With regard to the repair, if the tenant himself expressed doubt about the state of the dwelling—the lady who wrote to the hon. Member for Holborn and St. Pancras, South expressed doubt in no uncertain terms—and it also came to the knowledge of the officer that other tenants in comparable property proposed to raise the matter, he would probably advise the tenant to get in touch with the local authority. In such cases, no increase in rent is payable pending the decision of the local authority and, therefore, no increase in National Assistance is required.

I heard a murmur just now that the lady sent information to the National Assistance officer. I have asked for details of the case. I do not know where the lady went or what she did. I cannot say more than that I will look at the case.

The situation is that the National Assistance officers cannot take the place of a local authority or of a solicitor.
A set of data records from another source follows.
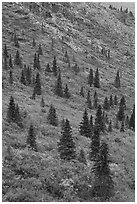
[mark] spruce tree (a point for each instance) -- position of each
(91, 125)
(17, 60)
(90, 78)
(103, 185)
(115, 100)
(89, 104)
(82, 91)
(110, 126)
(5, 52)
(5, 65)
(31, 138)
(66, 145)
(38, 85)
(11, 116)
(111, 103)
(123, 102)
(40, 50)
(66, 92)
(132, 119)
(84, 125)
(54, 67)
(95, 144)
(95, 100)
(127, 122)
(10, 77)
(52, 117)
(81, 157)
(96, 79)
(22, 79)
(121, 114)
(117, 80)
(47, 69)
(33, 43)
(98, 119)
(42, 103)
(122, 126)
(10, 62)
(106, 104)
(35, 61)
(58, 86)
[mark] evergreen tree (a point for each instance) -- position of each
(95, 144)
(117, 80)
(120, 114)
(123, 102)
(28, 75)
(11, 110)
(103, 185)
(31, 138)
(17, 60)
(22, 79)
(84, 125)
(58, 86)
(91, 125)
(47, 69)
(38, 85)
(33, 94)
(5, 65)
(95, 100)
(122, 126)
(81, 157)
(11, 78)
(38, 63)
(66, 145)
(111, 101)
(90, 78)
(54, 67)
(10, 62)
(40, 50)
(52, 117)
(42, 103)
(33, 43)
(82, 92)
(132, 119)
(5, 52)
(66, 92)
(89, 104)
(110, 126)
(16, 42)
(115, 100)
(106, 104)
(96, 79)
(127, 122)
(98, 120)
(116, 125)
(35, 61)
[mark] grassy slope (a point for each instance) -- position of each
(104, 29)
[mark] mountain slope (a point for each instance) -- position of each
(81, 29)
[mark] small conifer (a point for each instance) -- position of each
(96, 79)
(31, 138)
(66, 145)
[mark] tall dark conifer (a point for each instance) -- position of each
(54, 67)
(96, 79)
(58, 86)
(66, 145)
(84, 125)
(103, 185)
(31, 138)
(90, 78)
(38, 85)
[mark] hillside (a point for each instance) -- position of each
(81, 29)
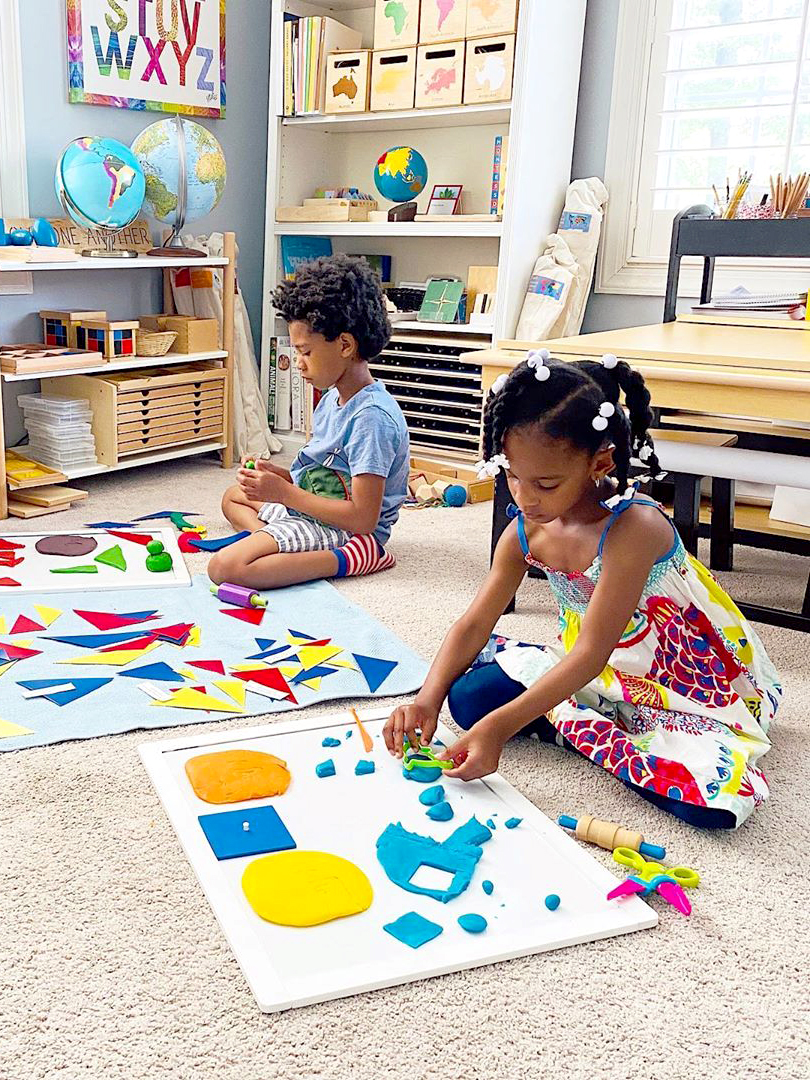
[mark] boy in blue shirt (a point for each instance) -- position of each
(332, 513)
They are not trained to inspect property or give legal advice, but they are trained to know about the general level of rents in a locality and to know a locality very well. They probably know as much about their locality from the point of view of rents and National Assistance as any hon. Member. Certainly, my local officers know more about the level of rents in Wallasey than I do. Therefore, they are very suitable people to say whether an increase is "flagrant" or not. If a case was "flagrant," they would pass it on to a local authority.

I must emphasise that in the last resort the only action open to an officer who has any doubt about the propriety of a rent increase made under this Act or otherwise is to advise the tenant about his remedies at law and, meanwhile, to withhold any increase in the rent allowance. This action obviously requires great circumspection if we are to avoid inconvenience and hardship to applicants, particularly if they are old and sick. It is not always easy to strike a balance in these affairs.

I answered certain questions in the House the other day. I hope the House realises how difficult it is to say at what precise point a National Assistance officer should say whether a tenant should go to the local authority or should not go. On the whole the officers do not do a bad job, but if any hon. Member has a case which he thinks has been neglected by a National Assistance officer, I hope he will write to me, and I will then see that the case is taken up and that the officer goes into it again. That should result in justice being done in any cases coming to the attention of hon. Members. Sooner or later, most of us have difficult cases brought to our attention.

When she began, the hon. Lady referred to a letter in great detail. She said that the landlord was getting 7 per cent. extra and that it was swelling his profits, or something like that. I forget her exact phrase, but it was fairly severe. Leaving aside the friendly sentiments uttered about the former Minister of Housing and Local Government and myself, I should like to point out that that was not the view of her right hon. Friend the Member for Ebbw Vale (Mr. Bevan), who said that the Act was not generous to the landlord and that it was unfair. He used a vivid phrase—"a mouldy old turnip" or "an old mouldy turnip" or perhaps it was just "a turnip."

Mr. Skeffington

That was in respect of the good landlord.

Mr. Marples

If landlords are trying to take advantage of the provisions, I hope the instances will be brought to my notice, and I will then do all I can to ensure that injustices are remedied.

The Question having been proposed at Four o'Clock and the Debate having continued for half an hour, Mr. SPEAKER adjourned the House without Question put, pursuant to the Standing Order.

Adjourned at Half-past Four o'Clock.